Les objectifs du volet obligatoire se déclinent en cinq grandes thématiques :

• amélioration et sécurisation de la prise en charge médicamenteuse et du circuit du médicament et des produits et prestations (LPP) ;

• développement des pratiques pluridisciplinaires ou en réseau, déploiement de la pharmacie clinique (conciliation médicamenteuse) ;

• promotion de la prescription des produits du répertoire des génériques ou biosimilaires ;

• engagements relatifs aux dépenses PHEV ;

• engagements relatifs aux dépenses et au respect des référentiels pour les médicaments et dispositifs médicaux de la liste en sus.

Volets additionnels

Le volet additionnel « pertinence » a pour objectif d’accompagner les professionnels dans la démarche d’amélioration de la pertinence des soins.

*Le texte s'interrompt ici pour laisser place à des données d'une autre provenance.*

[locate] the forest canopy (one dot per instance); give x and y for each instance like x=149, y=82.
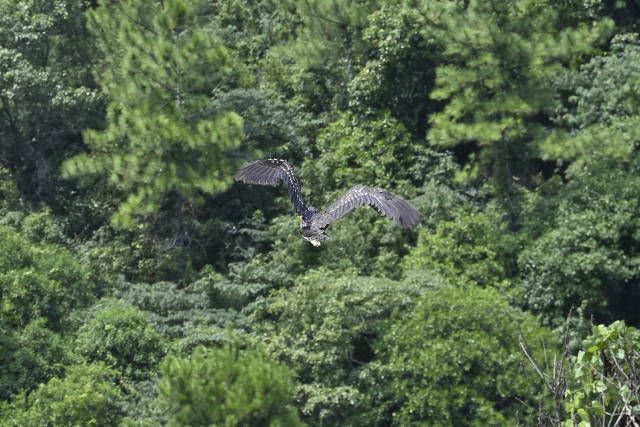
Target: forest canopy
x=141, y=286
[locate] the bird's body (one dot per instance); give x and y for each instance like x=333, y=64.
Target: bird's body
x=313, y=223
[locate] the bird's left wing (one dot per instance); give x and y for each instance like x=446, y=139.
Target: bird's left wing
x=385, y=202
x=272, y=172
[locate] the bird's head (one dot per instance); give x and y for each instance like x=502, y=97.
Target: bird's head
x=307, y=216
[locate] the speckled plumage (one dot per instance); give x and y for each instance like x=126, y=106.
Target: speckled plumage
x=313, y=223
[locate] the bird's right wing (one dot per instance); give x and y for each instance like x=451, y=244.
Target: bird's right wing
x=272, y=172
x=385, y=202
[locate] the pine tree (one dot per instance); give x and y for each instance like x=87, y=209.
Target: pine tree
x=47, y=94
x=160, y=145
x=500, y=59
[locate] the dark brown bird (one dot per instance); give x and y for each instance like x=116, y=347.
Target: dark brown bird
x=313, y=223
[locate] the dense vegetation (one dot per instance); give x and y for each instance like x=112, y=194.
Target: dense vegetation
x=140, y=286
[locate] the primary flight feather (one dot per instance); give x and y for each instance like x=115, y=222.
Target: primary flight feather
x=313, y=223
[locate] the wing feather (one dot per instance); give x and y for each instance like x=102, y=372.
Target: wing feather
x=272, y=172
x=384, y=202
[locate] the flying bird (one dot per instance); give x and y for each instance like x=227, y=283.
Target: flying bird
x=313, y=222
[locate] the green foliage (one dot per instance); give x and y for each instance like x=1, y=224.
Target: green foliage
x=158, y=143
x=466, y=249
x=600, y=116
x=603, y=384
x=324, y=328
x=29, y=357
x=122, y=337
x=589, y=256
x=46, y=91
x=454, y=360
x=400, y=68
x=227, y=387
x=198, y=314
x=500, y=60
x=380, y=325
x=19, y=368
x=86, y=396
x=377, y=151
x=38, y=281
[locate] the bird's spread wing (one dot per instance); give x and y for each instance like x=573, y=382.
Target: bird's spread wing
x=386, y=203
x=272, y=172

Les programmes inscrits dans ce volet doivent avoir été publiés au préalable dans le plan d’actions pluriannuel régional d’amélioration de la pertinence des soins (PAPRAPS), élaboré en concertation avec l’instance régionale d’amélioration de la pertinence des soins (IRAPS).

Le volet additionnel « transports » remplace l’ancien contrat d’amélioration de la qualité et de l’organisation des soins (CAQOS). Son objectif est à la fois de maîtriser les dépenses de transports de patients prescrits par l’établissement, financés sur l’enveloppe des soins de ville, et d’inciter et accompagner les établissements dans l’évolution de leurs pratiques de prescription et de commande des transports (évolution des modes de transport, mise en œuvre d’une plateforme centralisée…).

Le volet additionnel « amélioration des pratiques » (CAPES) a pour objectif d’accompagner les établissements les plus en retard sur le plan de la qualité et de la sécurité de certaines pratiques médicales. Les risques identifiés sont les risques infectieux, médicamenteux, et le risque de rupture dans le parcours de soins.

Un contrat évalué annuellement

La réalisation des objectifs du CAQES fait l’objet d’une évaluation annuelle qui s’inscrit dans une logique de dialogue entre les parties, au même titre que la fixation des objectifs et la contractualisation des différents volets.

L’évaluation est notamment fondée sur le rapport annuel d’autoévaluation produit par les établissements, à partir de la grille d’évaluation qui répertorie tous les indicateurs, nationaux et régionaux.

Les résultats de l’établissement sont appréciés de manière globale par l’ARS et l’Assurance maladie.

L’évaluation peut conduire à la notification de sanctions ou au déclenchement d’un intéressement pour les volets additionnels « transports » et « pertinence des soins ».